The board voted to start the winter sports season Dec. 7 during a Nov. 11 meeting and also voted for the second-quarter grades, distributed Feb. 9, to determine eligibility for the fall sports season. At the time, students had to maintain a 2.0 grade-point average and have no failing grades.

First-quarter grades later revealed a high volume of F’s were given, and CCPS staff wanted to give the board a chance to reevaluate for the fall and spring sports played between February and June. They were presented with four options:

  • Maintain the current standard;
  • Require students to be earning passing grades in all classes with no GPA requirement;
  • Allow all students to be eligible at the start of the seasons but require passing grades midway through; or
  • Grant eligibility to all students.

With fall sports beginning Saturday, Miller said an “inordinate” number of students applied for restrictive eligibility, which is a contract signed off by the athletic director and principal that allows students to participate in practice until grades improve. Students have only one chance to use it throughout their high school careers.

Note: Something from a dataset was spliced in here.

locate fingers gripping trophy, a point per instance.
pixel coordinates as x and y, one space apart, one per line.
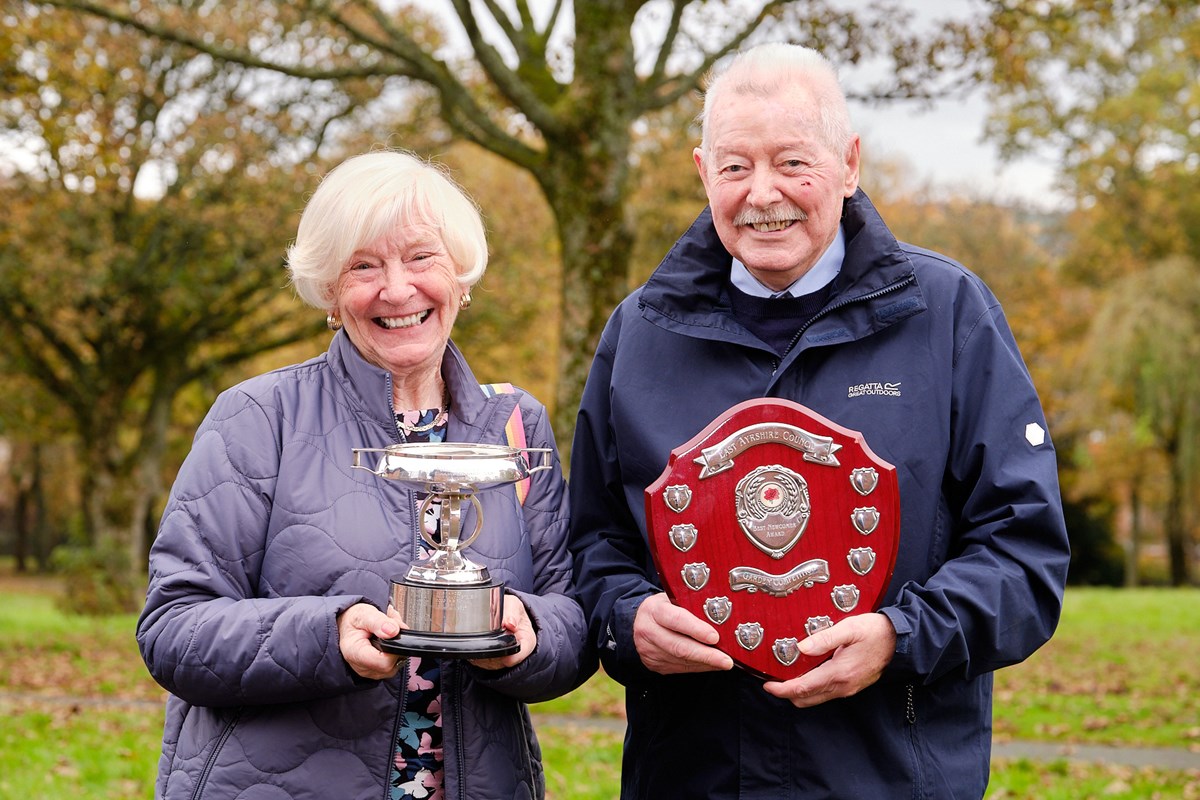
449 606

“And that’s something that never happens in our program,” Miller said. “Very rarely do we help ineligible students.”


Board member Ken Kiler said he liked the third option.

“It seemed unfair to make them be held to the original standard,” he said.

Board President Marsha Herbert said she wants to go back to the original standard next school year but suggested making all students eligible for the fall and spring sports seasons to be fair to all athletes.

“I don’t think it’s fair to the fall sports and the spring sports to change,” she said.

Board member Donna Sivigny said she’s leaning toward that option as well due to failing grades and issues with student engagement.

Carroll supervisor of athletics Michael Duffy said he worries that option would cause teachers to lose that “hook” or incentive. He said most coaches are pushing and prioritizing education and have an education background but some do not.

“We strive and we pride ourselves upon being an education-based athletic program,” Duffy said. “And I truly worry, if we remove the eligibility and academic component, we have essentially created a school-based club program.”

He said he favors the protocol in option three.

“If we were going to do that, we should have done it for the first group,” Herbert said. “It’s not fair. We’re not being fair then to the group that’s finishing up the winter sports.”

Sivigny said she understands where Duffy is coming from and that there needs to be some sense of accountability.

Kiler said he thinks he is in the middle. Board member Patricia Dorsey said she likes option three “because it’s sort of like a compromise in one sense,” and board member Tara Battaglia agreed.

“If we weren’t in hybrid, it’d be something completely different,” she added.

Student representative Devanshi Mistry said she’s also on the fence noting the importance of accountability but also of extracurriculars, especially to those struggling with mental health.

Board members eventually agreed to the third option but with amendments that only the students who would not have been eligible when the season started are required to improve their grades by the midway point.

The midway point for the third quarter is March 5, the same day games begin for the fall season, and the midway point for the fourth quarter is April 13.